How to interpolate variables and reference other keys in translations

Translation strings support three template constructs. The constructs are variable interpolation with ${expression}, key references with @key.path, and the two escape sequences \$ and \@ for literal $ and @ characters. For the surrounding API see i18n API reference. For the rationale behind a small DSL inside translations see about i18n.

Interpolate a variable

Use ${expression} to embed a variable. The expression evaluates at render time and supports the full Piko expression syntax, including operators and property access:

{
  "greeting": "Hello, ${name}!",
  "summary": "${user} has ${count} items"
}

Bind values from Go using the typed setters on Translation. See How to bind typed variables to translations for the binder methods.

Reference another translation key

Use @key.path to embed one translation inside another. Piko resolves linked keys recursively, capped at depth 10 to break circular references. Variables from the outer scope flow through to the linked translation:

{
  "common": {
    "appName": "My Application"
  },
  "welcome": "Welcome to @common.appName!"
}

Linked references reduce duplication when the same brand name, product label, or boilerplate phrase appears across multiple translation keys.

Escape $ and @

The parser recognises exactly two escape sequences. \$ writes a literal $ and \@ writes a literal @. The parser processes no other backslash escape. A backslash before any other character stays verbatim, so \\ in the rendered string stays as \\, not \.

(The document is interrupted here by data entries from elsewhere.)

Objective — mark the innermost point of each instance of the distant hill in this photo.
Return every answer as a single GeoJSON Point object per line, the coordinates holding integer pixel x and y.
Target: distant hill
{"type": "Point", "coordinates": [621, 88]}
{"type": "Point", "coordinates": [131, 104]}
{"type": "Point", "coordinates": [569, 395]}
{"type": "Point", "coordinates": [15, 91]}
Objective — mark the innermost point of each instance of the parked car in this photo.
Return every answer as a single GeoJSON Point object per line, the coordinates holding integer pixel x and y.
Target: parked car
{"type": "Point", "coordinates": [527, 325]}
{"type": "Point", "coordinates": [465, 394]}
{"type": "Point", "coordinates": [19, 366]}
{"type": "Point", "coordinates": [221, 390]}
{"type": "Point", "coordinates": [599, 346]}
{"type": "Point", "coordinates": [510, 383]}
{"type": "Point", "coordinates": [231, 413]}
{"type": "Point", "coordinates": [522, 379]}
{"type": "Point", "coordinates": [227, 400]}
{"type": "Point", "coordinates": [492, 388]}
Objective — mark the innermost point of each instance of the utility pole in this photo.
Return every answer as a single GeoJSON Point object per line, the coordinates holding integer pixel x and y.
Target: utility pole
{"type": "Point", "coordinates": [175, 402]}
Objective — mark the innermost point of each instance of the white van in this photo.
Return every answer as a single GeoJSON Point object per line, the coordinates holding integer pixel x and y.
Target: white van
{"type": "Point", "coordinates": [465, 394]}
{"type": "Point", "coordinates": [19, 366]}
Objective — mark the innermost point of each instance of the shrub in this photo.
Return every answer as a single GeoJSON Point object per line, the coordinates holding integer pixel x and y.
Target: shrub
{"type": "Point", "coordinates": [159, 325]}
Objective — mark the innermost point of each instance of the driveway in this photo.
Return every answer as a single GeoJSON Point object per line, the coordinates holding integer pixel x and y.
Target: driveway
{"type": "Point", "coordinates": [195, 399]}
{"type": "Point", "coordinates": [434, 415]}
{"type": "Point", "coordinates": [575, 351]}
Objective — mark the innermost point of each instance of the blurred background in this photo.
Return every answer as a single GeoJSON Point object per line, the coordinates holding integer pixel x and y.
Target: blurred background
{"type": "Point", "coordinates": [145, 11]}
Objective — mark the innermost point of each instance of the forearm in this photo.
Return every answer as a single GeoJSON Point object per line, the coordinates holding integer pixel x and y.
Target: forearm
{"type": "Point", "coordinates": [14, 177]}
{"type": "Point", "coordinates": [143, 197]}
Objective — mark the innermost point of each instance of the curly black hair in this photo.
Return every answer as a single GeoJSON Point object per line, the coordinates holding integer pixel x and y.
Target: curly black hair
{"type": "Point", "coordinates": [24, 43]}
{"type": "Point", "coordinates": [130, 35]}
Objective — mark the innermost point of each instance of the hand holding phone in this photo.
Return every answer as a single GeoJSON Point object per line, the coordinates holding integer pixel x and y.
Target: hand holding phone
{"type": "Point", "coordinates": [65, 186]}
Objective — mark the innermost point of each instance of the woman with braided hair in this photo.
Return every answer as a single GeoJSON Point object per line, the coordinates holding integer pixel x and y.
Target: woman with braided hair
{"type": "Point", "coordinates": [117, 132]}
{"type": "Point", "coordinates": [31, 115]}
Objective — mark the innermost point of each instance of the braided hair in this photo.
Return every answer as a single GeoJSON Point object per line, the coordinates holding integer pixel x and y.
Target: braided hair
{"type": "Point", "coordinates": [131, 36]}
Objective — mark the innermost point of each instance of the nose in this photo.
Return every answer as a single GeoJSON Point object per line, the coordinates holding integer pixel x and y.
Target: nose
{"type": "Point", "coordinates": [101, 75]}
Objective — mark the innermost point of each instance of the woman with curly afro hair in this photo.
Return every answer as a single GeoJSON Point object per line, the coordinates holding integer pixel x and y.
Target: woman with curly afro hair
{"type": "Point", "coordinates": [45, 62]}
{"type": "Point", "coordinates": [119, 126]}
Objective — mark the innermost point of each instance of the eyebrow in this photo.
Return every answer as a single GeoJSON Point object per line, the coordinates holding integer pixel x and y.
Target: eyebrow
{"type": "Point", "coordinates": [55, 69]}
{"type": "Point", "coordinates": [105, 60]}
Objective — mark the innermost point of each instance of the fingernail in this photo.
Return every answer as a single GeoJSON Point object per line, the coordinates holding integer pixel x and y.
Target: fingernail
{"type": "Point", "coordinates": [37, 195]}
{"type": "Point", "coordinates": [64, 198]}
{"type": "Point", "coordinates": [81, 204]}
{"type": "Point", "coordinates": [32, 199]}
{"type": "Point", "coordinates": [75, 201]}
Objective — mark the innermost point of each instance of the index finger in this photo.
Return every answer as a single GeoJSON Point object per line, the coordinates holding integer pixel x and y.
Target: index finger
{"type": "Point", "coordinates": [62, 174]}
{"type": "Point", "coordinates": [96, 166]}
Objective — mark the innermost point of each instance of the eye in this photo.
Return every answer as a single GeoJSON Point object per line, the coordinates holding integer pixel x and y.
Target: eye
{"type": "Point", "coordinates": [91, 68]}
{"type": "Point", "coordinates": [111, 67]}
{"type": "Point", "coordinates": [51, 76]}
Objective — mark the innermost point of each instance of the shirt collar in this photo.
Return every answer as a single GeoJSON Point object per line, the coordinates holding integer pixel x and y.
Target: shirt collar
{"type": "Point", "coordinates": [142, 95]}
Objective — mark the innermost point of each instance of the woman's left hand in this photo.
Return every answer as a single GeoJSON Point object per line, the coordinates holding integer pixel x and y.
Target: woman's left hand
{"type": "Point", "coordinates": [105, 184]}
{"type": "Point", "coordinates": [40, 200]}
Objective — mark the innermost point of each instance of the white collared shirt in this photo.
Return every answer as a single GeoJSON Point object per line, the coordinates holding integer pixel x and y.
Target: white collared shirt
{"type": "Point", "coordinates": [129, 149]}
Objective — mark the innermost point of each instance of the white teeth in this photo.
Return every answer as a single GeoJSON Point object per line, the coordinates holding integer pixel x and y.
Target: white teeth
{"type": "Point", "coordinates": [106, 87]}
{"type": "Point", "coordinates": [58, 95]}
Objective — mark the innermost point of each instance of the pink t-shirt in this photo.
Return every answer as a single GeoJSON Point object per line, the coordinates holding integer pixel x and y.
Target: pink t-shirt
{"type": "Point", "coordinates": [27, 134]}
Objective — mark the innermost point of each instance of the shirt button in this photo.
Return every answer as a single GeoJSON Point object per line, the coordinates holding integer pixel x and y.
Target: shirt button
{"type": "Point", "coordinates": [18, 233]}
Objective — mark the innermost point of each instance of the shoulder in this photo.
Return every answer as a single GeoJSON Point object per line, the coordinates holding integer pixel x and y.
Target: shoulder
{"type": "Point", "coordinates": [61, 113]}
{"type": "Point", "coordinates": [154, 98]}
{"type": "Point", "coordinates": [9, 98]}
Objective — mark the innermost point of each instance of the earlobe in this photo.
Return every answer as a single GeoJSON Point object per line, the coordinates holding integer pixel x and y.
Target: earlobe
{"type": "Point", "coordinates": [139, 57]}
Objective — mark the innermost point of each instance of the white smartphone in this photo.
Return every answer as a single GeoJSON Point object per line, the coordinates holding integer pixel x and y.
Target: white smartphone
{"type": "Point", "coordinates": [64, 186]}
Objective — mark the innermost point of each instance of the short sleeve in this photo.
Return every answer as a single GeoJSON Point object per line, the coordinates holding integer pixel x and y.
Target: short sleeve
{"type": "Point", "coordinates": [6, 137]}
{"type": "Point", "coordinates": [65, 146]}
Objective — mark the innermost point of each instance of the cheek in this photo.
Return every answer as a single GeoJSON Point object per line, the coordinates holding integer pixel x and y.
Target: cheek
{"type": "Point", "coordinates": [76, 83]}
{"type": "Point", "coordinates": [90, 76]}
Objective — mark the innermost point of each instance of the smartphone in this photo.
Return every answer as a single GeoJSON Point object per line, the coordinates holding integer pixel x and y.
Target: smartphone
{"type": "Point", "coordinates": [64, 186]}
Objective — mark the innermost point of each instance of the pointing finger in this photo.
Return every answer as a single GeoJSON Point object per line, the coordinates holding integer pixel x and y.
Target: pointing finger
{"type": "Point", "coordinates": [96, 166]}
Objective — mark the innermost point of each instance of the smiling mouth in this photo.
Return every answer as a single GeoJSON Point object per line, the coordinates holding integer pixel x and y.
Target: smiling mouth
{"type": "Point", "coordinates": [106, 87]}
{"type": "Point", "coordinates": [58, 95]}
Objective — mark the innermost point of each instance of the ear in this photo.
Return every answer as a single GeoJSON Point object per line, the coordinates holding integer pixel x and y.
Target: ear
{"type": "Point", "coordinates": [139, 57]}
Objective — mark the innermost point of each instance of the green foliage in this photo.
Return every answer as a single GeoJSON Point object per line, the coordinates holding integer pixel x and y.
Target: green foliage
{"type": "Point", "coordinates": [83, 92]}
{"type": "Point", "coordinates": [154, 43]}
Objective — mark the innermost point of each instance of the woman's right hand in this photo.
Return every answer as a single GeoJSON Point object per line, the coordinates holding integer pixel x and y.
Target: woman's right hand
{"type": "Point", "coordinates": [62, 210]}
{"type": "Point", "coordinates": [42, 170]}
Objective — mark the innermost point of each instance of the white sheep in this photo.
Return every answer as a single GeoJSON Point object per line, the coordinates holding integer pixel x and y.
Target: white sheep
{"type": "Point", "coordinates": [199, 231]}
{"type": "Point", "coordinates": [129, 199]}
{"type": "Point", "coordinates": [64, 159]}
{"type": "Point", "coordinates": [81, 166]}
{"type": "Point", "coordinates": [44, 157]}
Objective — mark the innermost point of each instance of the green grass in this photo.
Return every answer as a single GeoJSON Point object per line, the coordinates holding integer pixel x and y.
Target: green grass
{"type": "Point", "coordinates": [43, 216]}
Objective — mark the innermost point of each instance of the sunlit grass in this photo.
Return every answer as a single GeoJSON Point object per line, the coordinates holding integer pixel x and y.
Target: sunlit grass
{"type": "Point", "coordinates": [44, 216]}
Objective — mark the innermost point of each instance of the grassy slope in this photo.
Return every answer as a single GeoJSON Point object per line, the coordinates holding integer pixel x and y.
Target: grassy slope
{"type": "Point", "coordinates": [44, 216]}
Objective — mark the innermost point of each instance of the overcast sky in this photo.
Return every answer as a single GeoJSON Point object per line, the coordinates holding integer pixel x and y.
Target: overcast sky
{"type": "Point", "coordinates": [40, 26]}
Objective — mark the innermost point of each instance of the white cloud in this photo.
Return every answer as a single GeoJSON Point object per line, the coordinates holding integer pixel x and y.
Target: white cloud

Use these escapes when a literal $ or @ must sit next to text that would otherwise start an interpolation or key reference:

{
  "email": "Contact us at support\\@example.com",
  "price": "The figure shown is in dollars: \\$"
}

The double backslash in JSON encodes a single backslash in the resulting string, which the template parser then consumes together with the following $ or @. The support\@example.com form prevents the parser from treating @example as a key reference. The \$ form yields a bare $ without starting an interpolation.

Combine all three in one entry

{
  "common": {
    "currency": "USD"
  },
  "checkout.summary": "Total: \\$${amount} @common.currency for ${name}"
}

amount and name resolve from binders. @common.currency resolves from another translation. The leading \\$ writes a literal $ directly before the ${amount} interpolation, so the rendered output starts with Total: $ followed by the bound amount.